Let’s plot the prior versus the posterior returns distributions for each asset:

plot_kde_distributions(
    X,
    sample_weight=sample_weight,
    percentile_cutoff=0.05,
    title="Distribution of Asset Returns (Prior vs. Posterior)",
    unweighted_suffix="Prior",
    weighted_suffix="Posterior",
)

Building a Portfolio based on Opinion Pooling#

Now that we’ve shown how the Opinion Pooling estimator works in isolation, let’s see how to implement a risk parity portfolio with CVaR-90% as the risk measure based on Opinion Pooling:

model = RiskBudgeting(
    risk_measure=RiskMeasure.CVAR, cvar_beta=0.9, prior_estimator=opinion_pooling
)

model.fit(X)

print(model.weights_)

[0.0808561  0.09789884 0.0972093  0.21843296 0.10682522 0.17225747
 0.22652011]

Factor Opinion Pooling#

Instead of applying Opinion Pooling directly to asset returns, we can embed it within a factor model so that expert views are expressed on the factors.

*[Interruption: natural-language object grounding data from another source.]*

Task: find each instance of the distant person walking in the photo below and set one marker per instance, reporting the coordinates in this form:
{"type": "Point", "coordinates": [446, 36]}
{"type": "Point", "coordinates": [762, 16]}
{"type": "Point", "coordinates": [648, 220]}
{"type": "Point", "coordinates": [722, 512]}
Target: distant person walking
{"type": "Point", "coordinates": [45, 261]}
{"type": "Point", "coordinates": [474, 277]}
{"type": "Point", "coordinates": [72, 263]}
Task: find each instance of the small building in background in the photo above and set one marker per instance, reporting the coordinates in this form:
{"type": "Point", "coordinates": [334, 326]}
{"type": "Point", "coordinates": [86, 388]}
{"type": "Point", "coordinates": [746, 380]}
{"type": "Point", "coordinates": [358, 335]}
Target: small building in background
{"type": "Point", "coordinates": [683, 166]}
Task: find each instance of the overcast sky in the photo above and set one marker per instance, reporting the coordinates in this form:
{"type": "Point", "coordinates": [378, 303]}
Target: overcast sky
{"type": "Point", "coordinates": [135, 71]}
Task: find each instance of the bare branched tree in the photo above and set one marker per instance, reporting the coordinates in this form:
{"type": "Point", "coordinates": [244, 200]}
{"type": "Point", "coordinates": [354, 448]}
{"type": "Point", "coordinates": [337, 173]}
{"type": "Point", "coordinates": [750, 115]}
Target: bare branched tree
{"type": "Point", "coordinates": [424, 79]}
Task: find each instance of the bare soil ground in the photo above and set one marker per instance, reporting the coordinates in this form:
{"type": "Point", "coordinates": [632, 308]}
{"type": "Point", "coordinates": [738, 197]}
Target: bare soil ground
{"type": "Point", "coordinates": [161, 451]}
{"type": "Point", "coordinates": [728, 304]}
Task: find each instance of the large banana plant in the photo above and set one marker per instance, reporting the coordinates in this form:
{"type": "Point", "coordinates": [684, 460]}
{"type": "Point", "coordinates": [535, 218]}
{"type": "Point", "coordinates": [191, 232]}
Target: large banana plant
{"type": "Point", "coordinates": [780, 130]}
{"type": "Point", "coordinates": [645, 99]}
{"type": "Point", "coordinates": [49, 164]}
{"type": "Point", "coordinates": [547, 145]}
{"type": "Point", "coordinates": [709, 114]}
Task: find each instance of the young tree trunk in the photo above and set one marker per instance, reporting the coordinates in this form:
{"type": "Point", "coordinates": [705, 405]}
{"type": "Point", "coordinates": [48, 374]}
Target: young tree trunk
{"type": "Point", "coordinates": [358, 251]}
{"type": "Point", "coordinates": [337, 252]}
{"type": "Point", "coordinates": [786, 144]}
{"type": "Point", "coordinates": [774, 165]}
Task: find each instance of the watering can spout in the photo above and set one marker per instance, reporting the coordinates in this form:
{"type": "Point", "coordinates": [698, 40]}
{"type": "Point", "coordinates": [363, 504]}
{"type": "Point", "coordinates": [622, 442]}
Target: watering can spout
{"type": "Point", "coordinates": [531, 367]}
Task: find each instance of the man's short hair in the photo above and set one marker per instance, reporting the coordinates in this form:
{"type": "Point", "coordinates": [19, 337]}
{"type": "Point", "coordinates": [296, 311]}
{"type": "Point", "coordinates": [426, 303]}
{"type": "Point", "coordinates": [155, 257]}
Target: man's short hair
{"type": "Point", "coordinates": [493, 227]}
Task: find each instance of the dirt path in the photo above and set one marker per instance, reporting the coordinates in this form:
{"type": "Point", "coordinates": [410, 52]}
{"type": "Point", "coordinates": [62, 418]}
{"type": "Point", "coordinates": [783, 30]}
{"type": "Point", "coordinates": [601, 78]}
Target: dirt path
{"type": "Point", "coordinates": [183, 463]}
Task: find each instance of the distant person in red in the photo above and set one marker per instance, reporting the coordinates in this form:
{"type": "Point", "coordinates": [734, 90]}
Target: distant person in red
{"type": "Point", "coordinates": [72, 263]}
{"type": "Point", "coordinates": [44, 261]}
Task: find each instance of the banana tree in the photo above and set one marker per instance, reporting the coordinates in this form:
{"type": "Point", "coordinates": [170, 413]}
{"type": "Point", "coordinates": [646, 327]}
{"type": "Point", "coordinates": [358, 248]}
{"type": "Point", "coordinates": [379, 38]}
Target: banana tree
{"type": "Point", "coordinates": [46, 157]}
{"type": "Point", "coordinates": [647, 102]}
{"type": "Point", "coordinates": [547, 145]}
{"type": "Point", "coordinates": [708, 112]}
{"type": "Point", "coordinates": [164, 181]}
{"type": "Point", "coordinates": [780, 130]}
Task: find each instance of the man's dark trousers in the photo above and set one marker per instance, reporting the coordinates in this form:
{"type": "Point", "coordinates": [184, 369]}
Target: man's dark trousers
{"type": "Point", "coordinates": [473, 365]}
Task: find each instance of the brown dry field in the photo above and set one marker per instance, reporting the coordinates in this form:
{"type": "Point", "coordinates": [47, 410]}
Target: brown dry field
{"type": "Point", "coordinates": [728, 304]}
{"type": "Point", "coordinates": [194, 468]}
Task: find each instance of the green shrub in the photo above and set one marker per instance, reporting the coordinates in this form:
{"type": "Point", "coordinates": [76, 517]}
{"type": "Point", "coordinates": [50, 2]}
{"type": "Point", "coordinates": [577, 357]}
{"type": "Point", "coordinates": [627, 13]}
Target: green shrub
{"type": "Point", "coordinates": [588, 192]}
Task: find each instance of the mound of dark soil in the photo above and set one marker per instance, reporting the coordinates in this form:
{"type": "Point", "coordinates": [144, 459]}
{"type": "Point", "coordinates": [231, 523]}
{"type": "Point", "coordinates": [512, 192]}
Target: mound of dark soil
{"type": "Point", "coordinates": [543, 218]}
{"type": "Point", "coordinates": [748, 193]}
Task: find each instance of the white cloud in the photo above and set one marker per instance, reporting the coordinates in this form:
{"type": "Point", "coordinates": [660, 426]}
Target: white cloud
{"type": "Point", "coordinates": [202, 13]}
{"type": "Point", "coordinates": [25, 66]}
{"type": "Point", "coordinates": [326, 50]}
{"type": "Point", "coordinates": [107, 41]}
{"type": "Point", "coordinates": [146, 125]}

factor_opinion_1 = EntropyPooling(
    mean_views=["QUAL == -0.0005"], cvar_views=["SIZE == 0.08"]
)
factor_opinion_2 = EntropyPooling(cvar_views=["SIZE == 0.09"])

factor_opinion_pooling = OpinionPooling(
    estimators=[("opinion_1", factor_opinion_1), ("opinion_2", factor_opinion_2)],
    opinion_probabilities=[0.6, 0.4],
)

factor_model = FactorModel(factor_prior_estimator=factor_opinion_pooling)

model = RiskBudgeting(risk_measure=RiskMeasure.CVAR, prior_estimator=factor_model)


model.fit(X, factors)
print(model.weights_)

sample_weight = model.prior_estimator_.return_distribution_.sample_weight
summary(factors, sample_weight)

[0.09333252 0.09726895 0.10925494 0.21357264 0.10861864 0.176453
 0.20149932]

	Mean	Volatility	Skew	Kurtosis	VaR at 95%	CVaR at 95%
MTUM	-0.001654	0.022502	-3.032968	18.744646	0.027900	0.077008
QUAL	-0.001331	0.019848	-2.621010	16.934030	0.025156	0.068022
SIZE	-0.002226	0.023698	-3.627090	21.842691	0.025651	0.084100
USMV	-0.001495	0.018384	-3.306216	20.498260	0.020091	0.064411
VLUE	-0.002084	0.023367	-3.237838	19.459370	0.026067	0.081470

Factor Opinion Pooling on Synthetic Data#

Rather than applying Option Pooling directly to a limited historical factor prior, we generate 100,000 synthetic factor returns using a Vine Copula. This synthetic dataset extrapolate the tail dependencies and allows more extreme EP views that were infeasible with sparse historical data:

vine = VineCopula(log_transform=True, n_jobs=-1, random_state=0)

factor_synth = SyntheticData(n_samples=100_000, distribution_estimator=vine)

factor_opinion_1 = EntropyPooling(cvar_views=["SIZE == 0.15"])
factor_opinion_2 = EntropyPooling(cvar_views=["SIZE == 0.20"])

factor_opinion_pooling = OpinionPooling(
    prior_estimator=factor_synth,
    estimators=[("opinion_1", factor_opinion_1), ("opinion_2", factor_opinion_2)],
    opinion_probabilities=[0.6, 0.4],
)

factor_model = FactorModel(factor_prior_estimator=factor_opinion_pooling)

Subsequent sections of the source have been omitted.